CYBERSECURITY PROTOCOLS POLICY

Effective Date: 02 June 2025
Applies To: All employees, contractors, vendors, and any third parties with access to company systems and data

1. PURPOSE

This policy outlines the cybersecurity protocols adopted by MPLATS ENTERPRISE (PTY) LTD to protect the confidentiality, integrity, and availability of digital assets, systems, and sensitive information from unauthorized access, data breaches, and cyber threats.

2. SCOPE

Applies to:

• All hardware and software systems connected to the Mototolo network

• Email, cloud, internet, and internal applications

• All employees, service providers, and partners accessing digital platforms

3. SECURITY RESPONSIBILITIES

• IT Department: Oversees cybersecurity systems, monitoring, and response

• All Employees: Must follow safe computing practices and report any suspicious activity immediately

• Vendors/Contractors: Must comply with Mototolo’s cybersecurity standards and sign IT confidentiality agreements

4. USER ACCESS CONTROLS

• Each user will receive a unique ID and password

• Multi-factor authentication (MFA) is mandatory for all system logins

• Access to systems is granted based on job function (principle of least privilege)

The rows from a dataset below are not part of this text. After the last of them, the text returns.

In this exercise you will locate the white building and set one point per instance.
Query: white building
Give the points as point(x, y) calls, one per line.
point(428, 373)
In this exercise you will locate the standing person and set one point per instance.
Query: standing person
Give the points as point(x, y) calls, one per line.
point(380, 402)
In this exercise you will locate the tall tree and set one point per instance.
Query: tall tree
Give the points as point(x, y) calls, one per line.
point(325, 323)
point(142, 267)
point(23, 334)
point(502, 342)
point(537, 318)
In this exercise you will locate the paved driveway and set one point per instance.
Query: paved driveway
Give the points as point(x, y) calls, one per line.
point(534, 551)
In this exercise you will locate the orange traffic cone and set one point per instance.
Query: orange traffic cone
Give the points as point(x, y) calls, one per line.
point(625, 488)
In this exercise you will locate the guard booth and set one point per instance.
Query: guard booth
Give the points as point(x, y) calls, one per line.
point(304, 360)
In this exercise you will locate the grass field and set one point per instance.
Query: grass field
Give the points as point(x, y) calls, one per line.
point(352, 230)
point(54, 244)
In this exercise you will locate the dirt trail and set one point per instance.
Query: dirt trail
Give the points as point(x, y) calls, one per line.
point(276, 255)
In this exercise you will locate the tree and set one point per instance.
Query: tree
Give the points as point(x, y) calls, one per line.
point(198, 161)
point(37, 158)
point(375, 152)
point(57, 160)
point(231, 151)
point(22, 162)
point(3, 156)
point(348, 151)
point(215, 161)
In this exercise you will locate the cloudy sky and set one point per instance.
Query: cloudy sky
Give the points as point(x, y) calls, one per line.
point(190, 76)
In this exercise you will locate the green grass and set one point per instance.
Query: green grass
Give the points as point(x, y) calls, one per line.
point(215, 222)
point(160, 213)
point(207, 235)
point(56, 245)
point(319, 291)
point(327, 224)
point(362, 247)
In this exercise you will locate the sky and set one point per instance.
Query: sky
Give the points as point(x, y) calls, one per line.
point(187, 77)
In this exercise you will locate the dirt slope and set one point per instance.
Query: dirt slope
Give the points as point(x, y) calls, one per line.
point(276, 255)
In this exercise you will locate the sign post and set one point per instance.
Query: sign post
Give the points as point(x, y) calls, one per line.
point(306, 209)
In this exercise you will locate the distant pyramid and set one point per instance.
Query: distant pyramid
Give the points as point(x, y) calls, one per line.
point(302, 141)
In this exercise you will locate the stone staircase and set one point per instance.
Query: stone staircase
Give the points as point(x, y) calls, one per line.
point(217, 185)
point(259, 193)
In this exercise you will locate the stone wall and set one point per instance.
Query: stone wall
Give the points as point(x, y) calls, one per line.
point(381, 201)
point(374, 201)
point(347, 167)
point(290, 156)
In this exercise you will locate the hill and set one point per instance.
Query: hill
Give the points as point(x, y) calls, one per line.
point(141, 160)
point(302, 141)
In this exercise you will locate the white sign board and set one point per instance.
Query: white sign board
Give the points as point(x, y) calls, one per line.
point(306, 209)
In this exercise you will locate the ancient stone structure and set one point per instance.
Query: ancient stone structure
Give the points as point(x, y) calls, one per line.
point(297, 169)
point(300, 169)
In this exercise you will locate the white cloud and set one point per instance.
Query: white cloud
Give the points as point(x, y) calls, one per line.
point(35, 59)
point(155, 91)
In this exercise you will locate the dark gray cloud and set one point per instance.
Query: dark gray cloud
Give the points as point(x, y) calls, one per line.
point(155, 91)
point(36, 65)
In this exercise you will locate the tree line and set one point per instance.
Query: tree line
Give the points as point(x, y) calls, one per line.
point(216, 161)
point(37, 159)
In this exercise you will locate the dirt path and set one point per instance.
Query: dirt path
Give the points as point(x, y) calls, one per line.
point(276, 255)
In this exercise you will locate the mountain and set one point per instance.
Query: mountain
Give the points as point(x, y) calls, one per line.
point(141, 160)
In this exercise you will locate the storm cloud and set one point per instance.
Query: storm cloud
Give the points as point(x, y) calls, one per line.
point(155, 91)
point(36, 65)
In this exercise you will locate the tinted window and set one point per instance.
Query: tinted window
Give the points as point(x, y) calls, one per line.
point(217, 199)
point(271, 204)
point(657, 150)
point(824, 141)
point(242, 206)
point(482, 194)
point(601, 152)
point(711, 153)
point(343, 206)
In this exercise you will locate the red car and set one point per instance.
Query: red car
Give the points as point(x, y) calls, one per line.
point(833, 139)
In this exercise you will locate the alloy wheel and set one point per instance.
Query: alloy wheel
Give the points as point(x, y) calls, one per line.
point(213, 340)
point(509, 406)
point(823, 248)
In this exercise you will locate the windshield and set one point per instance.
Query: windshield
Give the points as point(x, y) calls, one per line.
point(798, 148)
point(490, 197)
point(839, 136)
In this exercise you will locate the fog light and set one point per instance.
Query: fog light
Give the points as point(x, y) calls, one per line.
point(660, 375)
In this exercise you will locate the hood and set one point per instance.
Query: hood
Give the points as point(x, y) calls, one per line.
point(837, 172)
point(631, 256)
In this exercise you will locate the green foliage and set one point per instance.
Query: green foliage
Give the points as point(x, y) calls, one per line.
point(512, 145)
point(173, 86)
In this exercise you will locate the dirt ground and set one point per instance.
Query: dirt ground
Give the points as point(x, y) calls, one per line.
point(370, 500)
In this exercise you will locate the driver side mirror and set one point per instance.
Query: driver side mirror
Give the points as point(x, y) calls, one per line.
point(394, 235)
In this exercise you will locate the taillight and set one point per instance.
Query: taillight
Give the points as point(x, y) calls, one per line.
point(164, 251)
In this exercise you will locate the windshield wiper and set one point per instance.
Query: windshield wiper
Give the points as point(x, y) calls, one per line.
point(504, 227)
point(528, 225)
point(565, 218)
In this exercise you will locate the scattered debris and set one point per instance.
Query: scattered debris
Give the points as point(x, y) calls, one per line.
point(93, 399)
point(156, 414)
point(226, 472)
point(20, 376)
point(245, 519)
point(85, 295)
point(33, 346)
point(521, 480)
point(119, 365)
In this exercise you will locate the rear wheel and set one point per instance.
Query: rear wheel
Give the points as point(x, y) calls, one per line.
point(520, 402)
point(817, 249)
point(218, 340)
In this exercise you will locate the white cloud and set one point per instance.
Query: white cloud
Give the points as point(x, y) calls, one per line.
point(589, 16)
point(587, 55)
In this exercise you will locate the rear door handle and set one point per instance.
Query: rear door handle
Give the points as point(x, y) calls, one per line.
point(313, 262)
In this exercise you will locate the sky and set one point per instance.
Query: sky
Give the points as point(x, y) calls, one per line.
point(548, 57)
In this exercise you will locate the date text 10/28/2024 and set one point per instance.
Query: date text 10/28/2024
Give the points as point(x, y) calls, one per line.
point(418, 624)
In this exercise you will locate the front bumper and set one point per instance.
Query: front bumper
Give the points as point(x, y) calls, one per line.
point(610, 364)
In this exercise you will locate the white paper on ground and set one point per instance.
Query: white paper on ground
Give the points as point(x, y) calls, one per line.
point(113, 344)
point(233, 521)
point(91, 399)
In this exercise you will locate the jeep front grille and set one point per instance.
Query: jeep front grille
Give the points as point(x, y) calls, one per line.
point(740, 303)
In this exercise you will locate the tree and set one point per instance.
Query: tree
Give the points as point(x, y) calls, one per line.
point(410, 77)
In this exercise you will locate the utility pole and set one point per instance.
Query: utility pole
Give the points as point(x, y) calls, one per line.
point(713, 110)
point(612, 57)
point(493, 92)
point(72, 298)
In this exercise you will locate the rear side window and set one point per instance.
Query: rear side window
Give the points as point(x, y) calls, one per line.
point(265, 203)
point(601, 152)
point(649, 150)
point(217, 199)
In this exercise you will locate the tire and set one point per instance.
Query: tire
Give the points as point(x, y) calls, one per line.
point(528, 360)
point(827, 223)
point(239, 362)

• Shared accounts are prohibited unless specifically authorized

5. PASSWORD POLICY

• Minimum 12 characters; must include letters, numbers, and special characters

• Passwords must be updated every 90 days

• Reuse of previous 5 passwords is prohibited

• Do not share passwords via email or written notes

6. NETWORK SECURITY

• Only authorized devices may connect to the MPLATS network

• Public Wi-Fi access must use company VPN for protection

• All devices must have updated antivirus and endpoint protection software

7. EMAIL & PHISHING AWARENESS

• Do not click unknown links or open attachments from unverified sources

• Always verify email sender authenticity before acting on requests

• Report phishing attempts immediately to: security@mplats.co.za

8. DATA PROTECTION & ENCRYPTION

• All confidential and sensitive information must be encrypted in storage and transmission

• USB devices are restricted and must be encrypted if authorized

• Cloud storage platforms must be pre-approved by IT before use

9. INCIDENT RESPONSE PLAN

In the event of a suspected cyber incident:

• Notify the IT Department immediately at incident@mplats.co.za

• Avoid altering or deleting any files associated with the breach

• Follow instructions from the Cybersecurity Response Team (CSRT)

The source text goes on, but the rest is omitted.